One student, who didn’t want to be identified because of fear of retaliation, said she was tasked with assembling the new iPhone X smartphones, which cost just under $1,000, despite studying to be a train attendant.
“The work has nothing to do with our studies,” the 18-year-old told the Times.
Foxconn, in a statement obtained by Reuters, admitted that some interns have worked more than 40 hours per week on “program-related assignments,” which violates their policy.
In 2015, The Asia-Pacific Journal reported that Foxconn’s student work programs frequently violated the rights of student interns and Chinese law.
“Foxconn, through direct deals with government departments, has outsourced recruitment to vocational schools to obtain a new source of student workers at below minimum wages,” the report states. “The goals and timing of internships are set not by student educational or training priorities but by the demand for products dictated by companies.”

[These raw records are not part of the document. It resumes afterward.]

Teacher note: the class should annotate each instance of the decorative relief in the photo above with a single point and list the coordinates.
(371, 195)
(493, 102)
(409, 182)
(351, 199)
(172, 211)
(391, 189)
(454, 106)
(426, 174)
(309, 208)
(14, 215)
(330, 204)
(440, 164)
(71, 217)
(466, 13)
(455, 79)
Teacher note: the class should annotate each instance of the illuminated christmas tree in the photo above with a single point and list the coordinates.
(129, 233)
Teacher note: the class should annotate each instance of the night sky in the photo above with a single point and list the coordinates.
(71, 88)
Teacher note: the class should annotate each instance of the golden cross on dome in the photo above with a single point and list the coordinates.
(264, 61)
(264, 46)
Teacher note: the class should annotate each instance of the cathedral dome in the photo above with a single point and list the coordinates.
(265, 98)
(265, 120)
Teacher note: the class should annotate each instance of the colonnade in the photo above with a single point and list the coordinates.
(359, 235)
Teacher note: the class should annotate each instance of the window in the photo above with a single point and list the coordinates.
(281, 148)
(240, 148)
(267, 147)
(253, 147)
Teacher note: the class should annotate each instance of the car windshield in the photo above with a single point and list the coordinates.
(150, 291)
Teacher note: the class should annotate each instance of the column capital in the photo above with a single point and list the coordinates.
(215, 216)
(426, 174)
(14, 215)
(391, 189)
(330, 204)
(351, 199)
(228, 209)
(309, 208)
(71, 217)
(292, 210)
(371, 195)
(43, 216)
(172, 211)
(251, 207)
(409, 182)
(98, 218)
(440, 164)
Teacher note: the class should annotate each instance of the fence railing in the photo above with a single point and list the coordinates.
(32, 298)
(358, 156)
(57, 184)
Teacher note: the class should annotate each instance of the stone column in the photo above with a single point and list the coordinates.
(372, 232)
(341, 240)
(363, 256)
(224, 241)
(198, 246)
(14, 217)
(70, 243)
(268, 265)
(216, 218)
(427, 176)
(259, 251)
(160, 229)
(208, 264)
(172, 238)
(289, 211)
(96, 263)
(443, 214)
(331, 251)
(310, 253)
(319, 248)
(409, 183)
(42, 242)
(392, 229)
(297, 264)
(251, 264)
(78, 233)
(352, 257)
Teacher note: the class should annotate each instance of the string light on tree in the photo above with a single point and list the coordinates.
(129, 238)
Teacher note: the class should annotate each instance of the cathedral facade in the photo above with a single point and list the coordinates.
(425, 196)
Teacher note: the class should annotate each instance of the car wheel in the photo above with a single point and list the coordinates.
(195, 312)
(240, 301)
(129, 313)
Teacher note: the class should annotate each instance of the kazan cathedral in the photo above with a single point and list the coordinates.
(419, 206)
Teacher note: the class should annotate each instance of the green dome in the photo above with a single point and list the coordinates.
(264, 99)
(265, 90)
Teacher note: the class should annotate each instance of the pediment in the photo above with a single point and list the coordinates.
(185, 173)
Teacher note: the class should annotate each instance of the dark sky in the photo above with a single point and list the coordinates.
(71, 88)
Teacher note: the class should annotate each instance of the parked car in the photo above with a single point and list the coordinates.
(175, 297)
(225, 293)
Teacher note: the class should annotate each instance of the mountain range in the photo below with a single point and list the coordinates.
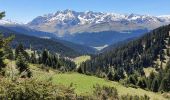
(93, 29)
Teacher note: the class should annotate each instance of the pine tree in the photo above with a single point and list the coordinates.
(33, 58)
(44, 56)
(9, 53)
(155, 85)
(20, 49)
(21, 63)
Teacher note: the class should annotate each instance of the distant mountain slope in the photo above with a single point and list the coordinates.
(103, 38)
(22, 29)
(46, 35)
(39, 43)
(71, 22)
(151, 50)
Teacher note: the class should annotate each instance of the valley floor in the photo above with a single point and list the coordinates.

Factories that produce Apple products in Asia, like Foxconn, have a history of workplace violations and criticism from labor rights groups that have cited them over excessive overtime, unpaid overtime, hiring underage workers, underpaying student workers, and exposure to chemicals and other hazardous environments. Plants where Apple products were manufactured also saw a series of suicides in 2010-2011.
Li Qiang, founder of New York-based advocacy group China Labor Watch, told Bloomberg improvements have been made at factories in Shanghai that work on Apple products, but there’s still a ways to go.
“Ultimately it’s about production needs. From Apple’s actions, it seems like they don’t care about the labor standards they set previously,” Qiang said, while claiming that Apple knew about the students’ long hours weeks ago but didn’t do anything about it.
“They could have stopped these students working night shifts and long hours sooner, but they didn’t do that,” he said.
Last April, an intern for China Labor Watch described working 12-hours shifts in an iPhone assembly line at a Chinese plant while sitting in a backless chair and being punished when a machine broke, causing parts to get backed up.
“What is behind these Apple products are millions of hands and millions of untold lives,” Dejian Zeng wrote. “Some of them are genuine friends that I know, who are still struggling whether they should use the restroom or take a nap in that 10 minute break, who are still struggling whether they should buy the 15yuan ($2.25) roasted chicken as a treat for the weekend, who are still struggling whether they should stay in the factory tomorrow and if not, where else will they go?”
Foxconn did not immediately return a request for comment Wednesday.